The Committee Chairman does not concurrently serve as the Chairman of the Board of Directors.

Upon the re‑election of the Remuneration and Human Resources Committee in 2024, the Board of Directors will seek to elect an independent director as the Chairman of the Remuneration and Human Resources Committee.

Criterion 3 was not met with respect to the failure to define in the Company’s internal documents the conditions (events) upon the occurrence of which the Remuneration and Human Resources Committee of the Board of Directors considers the revision of PhosAgro’s policy on remuneration of the Board members, members of executive bodies, and other key executives.
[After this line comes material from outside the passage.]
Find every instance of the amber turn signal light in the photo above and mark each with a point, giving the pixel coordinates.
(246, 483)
The Company proceeded from the fact that the responsibility to regularly revise the policy, which is specified in the Regulations on the Remuneration and Human Resources Committee of the Board of Directors, implies ensuring that it is updated and meets the current needs of the Company When deliberating on amendments to the Regulations on the Remuneration and Human Resources Committee or the adoption of a new version of the Regulations (anticipated in 2024–2025), specific triggers (events) for reviewing the above policy will be incorporated into the draft documents.